19. – Creemos que los gobernantes han sido establecidos por Dios y que cada cristiano debe someterse a sus leyes, pero obedecer a Dios antes que al hombre cuando los gobiernos se oponen a la Palabra de Dios. (Mateo 17:24-27; Mateo 22:21; Hechos 4:19-20; Hechos 5:29; Romanos 13:1-7)

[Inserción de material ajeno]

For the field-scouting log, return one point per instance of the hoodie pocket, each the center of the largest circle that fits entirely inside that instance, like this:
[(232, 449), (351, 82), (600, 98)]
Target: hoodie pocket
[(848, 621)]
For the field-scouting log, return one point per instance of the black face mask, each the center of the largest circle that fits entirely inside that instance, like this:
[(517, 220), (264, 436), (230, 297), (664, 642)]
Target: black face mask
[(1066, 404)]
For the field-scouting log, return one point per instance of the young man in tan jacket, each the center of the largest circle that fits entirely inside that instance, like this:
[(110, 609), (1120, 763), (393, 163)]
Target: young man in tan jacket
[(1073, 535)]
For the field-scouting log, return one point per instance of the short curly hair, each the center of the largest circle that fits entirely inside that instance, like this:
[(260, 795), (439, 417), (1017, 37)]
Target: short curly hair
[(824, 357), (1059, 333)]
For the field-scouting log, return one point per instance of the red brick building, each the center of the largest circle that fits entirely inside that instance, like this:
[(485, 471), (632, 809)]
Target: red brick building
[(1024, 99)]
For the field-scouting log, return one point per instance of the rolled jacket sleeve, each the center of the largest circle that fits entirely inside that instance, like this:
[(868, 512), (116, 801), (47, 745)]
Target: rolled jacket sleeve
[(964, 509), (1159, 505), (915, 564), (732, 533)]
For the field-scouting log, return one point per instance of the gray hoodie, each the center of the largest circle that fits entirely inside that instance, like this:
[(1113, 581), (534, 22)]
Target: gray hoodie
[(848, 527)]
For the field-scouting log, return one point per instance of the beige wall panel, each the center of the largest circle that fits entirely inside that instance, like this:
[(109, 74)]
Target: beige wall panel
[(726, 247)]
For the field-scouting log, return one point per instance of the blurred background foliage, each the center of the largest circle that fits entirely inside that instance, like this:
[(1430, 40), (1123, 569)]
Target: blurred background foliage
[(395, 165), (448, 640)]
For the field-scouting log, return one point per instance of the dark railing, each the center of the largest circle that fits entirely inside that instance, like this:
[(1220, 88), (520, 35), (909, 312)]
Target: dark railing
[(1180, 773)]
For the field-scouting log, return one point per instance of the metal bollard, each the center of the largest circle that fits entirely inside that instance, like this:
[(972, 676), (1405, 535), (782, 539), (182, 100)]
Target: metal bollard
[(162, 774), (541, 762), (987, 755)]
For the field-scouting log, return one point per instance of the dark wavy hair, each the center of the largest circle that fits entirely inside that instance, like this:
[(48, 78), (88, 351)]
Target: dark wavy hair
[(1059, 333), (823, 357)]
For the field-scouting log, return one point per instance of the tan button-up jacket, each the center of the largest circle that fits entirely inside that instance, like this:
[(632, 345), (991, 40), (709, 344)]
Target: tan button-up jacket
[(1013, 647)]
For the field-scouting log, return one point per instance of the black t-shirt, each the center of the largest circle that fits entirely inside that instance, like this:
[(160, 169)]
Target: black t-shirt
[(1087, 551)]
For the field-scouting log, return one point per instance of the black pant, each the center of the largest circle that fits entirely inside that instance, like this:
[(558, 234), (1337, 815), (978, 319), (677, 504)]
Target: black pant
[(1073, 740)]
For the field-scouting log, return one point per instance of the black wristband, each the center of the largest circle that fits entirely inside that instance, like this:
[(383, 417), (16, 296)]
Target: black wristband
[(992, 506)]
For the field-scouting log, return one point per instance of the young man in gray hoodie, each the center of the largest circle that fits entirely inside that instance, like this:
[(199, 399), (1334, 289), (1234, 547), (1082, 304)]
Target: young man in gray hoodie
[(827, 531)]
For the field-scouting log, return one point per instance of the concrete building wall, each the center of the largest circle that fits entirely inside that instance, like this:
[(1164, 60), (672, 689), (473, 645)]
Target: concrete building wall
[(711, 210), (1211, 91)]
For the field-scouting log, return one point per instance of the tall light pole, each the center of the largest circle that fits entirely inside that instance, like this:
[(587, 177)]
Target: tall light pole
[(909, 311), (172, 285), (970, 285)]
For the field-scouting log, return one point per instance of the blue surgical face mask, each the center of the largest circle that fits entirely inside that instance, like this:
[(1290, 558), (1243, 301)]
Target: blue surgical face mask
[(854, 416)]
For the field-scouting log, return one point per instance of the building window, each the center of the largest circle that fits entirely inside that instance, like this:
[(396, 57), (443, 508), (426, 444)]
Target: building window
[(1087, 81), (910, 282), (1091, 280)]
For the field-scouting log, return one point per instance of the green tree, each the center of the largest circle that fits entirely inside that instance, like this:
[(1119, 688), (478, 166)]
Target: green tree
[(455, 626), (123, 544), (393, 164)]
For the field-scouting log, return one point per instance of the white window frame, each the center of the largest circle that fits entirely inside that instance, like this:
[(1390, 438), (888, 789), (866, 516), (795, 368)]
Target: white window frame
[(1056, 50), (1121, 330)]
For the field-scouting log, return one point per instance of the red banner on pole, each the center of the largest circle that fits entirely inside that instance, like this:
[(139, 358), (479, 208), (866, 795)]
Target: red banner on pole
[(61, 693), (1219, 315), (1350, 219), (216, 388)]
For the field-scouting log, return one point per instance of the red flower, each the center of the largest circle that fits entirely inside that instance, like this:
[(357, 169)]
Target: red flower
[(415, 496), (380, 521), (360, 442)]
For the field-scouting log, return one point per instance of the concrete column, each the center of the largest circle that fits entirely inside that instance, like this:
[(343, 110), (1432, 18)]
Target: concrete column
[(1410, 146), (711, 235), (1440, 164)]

Mateo 17:24-27 – “Cuando llegaron a Capernaum, vinieron a Pedro los que cobraban las dos dracmas, y le dijeron: ¿Vuestro Maestro no paga las dos dracmas? El dijo: Sí. Y al entrar él en casa, Jesús le habló primero, diciendo: ¿Qué te parece, Simón? Los reyes de la tierra, ¿de quiénes cobran los tributos o los impuestos? ¿De sus hijos, o de los extraños? Pedro le respondió: De los extraños. Jesús le dijo: Luego los hijos están exentos. Sin embargo, para no ofenderles, ve al mar, y echa el anzuelo, y el primer pez que saques, tómalo, y al abrirle la boca, hallarás un estatero; tómalo, y dáselo por mí y por ti.

Mateo 22:21 – “Le dijeron: De César. Y les dijo: Dad, pues, a César lo que es de César, y a Dios lo que es de Dios.

Hechos 4:19-20 – “Mas Pedro y Juan respondieron diciéndoles: Juzgad si es justo delante de Dios obedecer a vosotros antes que a Dios; porque no podemos dejar de decir lo que hemos visto y oído.

Hechos 5:29 – “Respondiendo Pedro y los apóstoles, dijeron: Es necesario obedecer a Dios antes que a los hombres.

Romanos 1-7 – “a todos los que estáis en Roma, amados de Dios, llamados a ser santos: Gracia y paz a vosotros, de Dios nuestro Padre y del Señor Jesucristo.